The Netherlands last tasted Euros success back in 1988 when they beat the Soviet Union 2-0 in the final in Munich. Since then, the team has reached three Euros semi-finals before being eliminated in each one – and in 2016 the Dutch didn’t even qualify for the tournament. What’s perhaps more alarming is they failed to reach the World Cup three years ago.
This is therefore the Netherlands’ first international competition since winning the third-place final at the World Cup back in 2014. Seven years is a long time for a nation used to international success to wait – and expectations are building ahead of the Euro finals.

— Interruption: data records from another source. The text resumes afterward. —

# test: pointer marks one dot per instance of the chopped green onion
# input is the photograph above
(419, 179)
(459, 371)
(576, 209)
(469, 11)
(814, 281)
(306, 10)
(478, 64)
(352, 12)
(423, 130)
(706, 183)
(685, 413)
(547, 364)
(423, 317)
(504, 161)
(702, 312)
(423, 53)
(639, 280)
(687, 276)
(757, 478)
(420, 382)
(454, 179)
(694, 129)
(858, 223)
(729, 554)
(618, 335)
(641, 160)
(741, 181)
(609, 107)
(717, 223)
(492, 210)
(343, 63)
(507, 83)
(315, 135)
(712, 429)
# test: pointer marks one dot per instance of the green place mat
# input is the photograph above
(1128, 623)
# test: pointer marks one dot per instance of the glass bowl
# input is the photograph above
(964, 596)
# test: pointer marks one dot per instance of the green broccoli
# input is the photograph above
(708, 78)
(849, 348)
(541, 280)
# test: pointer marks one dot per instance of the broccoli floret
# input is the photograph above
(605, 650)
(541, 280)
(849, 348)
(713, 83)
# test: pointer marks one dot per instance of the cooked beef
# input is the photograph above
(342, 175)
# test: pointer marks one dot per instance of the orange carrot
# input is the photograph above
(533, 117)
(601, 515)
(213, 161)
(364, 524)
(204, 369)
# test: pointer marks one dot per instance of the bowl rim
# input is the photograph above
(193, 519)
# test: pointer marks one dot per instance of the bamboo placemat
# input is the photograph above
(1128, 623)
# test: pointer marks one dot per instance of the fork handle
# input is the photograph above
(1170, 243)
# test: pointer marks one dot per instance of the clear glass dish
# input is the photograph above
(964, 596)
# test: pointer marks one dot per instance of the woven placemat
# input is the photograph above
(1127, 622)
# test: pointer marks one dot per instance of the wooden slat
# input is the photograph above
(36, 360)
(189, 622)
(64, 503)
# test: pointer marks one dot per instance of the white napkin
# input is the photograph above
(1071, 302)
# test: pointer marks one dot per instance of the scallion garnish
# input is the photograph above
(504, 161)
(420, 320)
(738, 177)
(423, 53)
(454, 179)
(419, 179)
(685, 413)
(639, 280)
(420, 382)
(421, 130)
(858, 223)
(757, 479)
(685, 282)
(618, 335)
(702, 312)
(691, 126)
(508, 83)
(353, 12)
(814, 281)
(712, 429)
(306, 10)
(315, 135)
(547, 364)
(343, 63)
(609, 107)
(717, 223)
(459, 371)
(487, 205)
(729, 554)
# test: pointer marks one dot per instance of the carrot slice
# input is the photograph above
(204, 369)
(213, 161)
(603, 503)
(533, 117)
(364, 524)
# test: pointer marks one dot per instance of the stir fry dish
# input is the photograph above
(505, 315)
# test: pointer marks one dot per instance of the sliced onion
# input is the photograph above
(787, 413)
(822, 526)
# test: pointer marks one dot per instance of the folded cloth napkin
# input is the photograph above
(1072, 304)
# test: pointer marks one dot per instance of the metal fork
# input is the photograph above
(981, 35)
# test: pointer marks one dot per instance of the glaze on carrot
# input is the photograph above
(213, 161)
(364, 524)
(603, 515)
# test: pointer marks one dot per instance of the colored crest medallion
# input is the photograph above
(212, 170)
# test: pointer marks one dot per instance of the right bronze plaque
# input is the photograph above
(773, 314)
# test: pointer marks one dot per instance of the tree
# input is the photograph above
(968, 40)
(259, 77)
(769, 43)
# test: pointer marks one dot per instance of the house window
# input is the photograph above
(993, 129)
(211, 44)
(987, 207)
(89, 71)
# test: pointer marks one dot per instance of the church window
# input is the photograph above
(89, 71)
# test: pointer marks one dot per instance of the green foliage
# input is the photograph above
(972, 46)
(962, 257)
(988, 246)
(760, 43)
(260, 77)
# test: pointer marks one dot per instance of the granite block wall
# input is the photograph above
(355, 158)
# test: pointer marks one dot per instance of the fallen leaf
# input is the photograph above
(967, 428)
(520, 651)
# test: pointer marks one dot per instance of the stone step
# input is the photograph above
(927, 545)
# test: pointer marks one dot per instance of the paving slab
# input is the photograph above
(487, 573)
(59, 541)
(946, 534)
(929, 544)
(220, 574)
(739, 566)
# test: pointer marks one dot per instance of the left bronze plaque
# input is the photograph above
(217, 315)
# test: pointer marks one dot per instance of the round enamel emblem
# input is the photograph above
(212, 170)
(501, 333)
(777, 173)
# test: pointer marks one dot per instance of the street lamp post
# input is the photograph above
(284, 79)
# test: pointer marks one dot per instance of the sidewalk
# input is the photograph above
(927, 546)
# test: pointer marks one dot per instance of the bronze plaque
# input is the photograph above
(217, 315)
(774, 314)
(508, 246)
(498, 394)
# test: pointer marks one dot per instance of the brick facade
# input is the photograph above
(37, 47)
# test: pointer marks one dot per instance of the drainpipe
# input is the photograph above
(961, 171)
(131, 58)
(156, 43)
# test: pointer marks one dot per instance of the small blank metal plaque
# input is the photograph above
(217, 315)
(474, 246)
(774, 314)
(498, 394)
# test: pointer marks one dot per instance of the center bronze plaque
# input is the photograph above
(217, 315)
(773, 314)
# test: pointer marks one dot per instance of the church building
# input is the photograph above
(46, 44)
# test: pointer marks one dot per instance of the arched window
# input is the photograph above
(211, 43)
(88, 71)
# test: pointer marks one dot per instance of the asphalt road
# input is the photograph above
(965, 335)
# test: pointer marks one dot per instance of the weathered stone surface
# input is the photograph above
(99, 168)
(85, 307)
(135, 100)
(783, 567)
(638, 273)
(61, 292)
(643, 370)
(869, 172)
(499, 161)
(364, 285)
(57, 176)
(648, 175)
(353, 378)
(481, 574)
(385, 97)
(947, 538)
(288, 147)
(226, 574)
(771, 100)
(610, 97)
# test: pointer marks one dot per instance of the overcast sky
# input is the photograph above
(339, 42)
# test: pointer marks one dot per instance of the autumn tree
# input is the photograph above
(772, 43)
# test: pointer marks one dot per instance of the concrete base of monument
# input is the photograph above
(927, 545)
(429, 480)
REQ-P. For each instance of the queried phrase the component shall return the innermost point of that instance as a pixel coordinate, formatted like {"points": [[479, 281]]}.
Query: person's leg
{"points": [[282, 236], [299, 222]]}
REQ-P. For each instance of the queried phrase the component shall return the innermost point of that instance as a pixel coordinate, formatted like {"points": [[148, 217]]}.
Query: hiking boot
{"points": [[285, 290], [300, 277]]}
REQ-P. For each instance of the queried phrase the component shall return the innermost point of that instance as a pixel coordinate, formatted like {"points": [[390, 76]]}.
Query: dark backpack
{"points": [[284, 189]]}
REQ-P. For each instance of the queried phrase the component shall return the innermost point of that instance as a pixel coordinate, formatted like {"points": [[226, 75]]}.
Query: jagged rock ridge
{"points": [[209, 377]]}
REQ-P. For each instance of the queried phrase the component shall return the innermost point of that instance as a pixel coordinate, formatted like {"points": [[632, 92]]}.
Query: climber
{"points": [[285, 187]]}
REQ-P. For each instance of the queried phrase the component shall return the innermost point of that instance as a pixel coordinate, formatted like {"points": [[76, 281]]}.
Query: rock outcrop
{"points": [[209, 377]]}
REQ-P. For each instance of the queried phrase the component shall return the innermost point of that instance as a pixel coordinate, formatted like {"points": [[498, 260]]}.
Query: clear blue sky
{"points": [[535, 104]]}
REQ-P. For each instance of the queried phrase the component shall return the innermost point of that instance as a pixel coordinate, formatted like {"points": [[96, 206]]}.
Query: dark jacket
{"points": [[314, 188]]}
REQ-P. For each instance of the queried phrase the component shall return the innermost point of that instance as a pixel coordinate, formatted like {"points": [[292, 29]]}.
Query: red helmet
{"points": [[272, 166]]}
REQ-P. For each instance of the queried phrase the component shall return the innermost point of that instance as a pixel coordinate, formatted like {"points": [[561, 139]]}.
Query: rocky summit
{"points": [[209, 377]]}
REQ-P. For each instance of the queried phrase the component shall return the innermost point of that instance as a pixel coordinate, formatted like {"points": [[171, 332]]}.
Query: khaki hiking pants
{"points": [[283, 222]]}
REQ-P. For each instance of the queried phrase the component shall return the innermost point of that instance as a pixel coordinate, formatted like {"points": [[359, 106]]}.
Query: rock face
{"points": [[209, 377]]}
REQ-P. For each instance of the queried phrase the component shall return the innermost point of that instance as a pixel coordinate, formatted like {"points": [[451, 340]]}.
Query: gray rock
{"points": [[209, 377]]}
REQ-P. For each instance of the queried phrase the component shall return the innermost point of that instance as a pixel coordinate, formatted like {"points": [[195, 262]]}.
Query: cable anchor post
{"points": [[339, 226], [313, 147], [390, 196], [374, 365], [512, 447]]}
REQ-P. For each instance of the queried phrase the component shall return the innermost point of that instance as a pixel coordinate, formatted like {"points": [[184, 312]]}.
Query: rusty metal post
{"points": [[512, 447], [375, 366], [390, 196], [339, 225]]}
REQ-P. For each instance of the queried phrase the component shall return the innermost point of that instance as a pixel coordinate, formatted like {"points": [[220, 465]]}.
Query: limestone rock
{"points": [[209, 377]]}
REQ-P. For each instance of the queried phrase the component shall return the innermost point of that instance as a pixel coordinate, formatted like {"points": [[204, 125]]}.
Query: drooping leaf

This year could be bathed in orange if the Dutch can navigate through a straightforward group stage – and their recent results suggest this shouldn’t be a problem. The Netherlands battled through a Euros qualification group that included Germany, Northern Ireland, Belarus, and Estonia to reach the finals – and they claimed a famous 4-2 victory over the Germans in Hamburg along the way. Two of the three top goal scorers in the qualifying group were Dutch and the team is blessed with a hoard of young attacking talent ready to be deployed this summer.
It is still uncertain with which formation The Netherlands will play during this Euros. However, The Netherlands played a 4-3-3 system in their last matches. This formation works similarly to that of Premier League side Liverpool. A flat midfield three can quickly transform into a malleable triangle, with the middle man sitting deep. The forwards intermingle in search of space, while the full-backs are encouraged to bomb on and stretch play with their overlaps. Unfortunately, this can lead to gaps at the back that have been exploited in recent months – Turkey scored four past the Dutch in a World Cup qualifier back in March.
Still, supporters back at home will expect this Netherlands Euro squad to top Group C that includes North Macedonia, Ukraine and Austria. All three of their group games will be played at the Johan Cruyff Arena in Amsterdam, while winning Group C could see them face Sweden, Scotland or even Portugal in the last-16. They kick off the tournament against Ukraine on 13 June and play Austria – arguably their hardest group opponent – four days later. Win those two and they’ll already be through, yet North Macedonia could provide an upset when they make their Euros bow.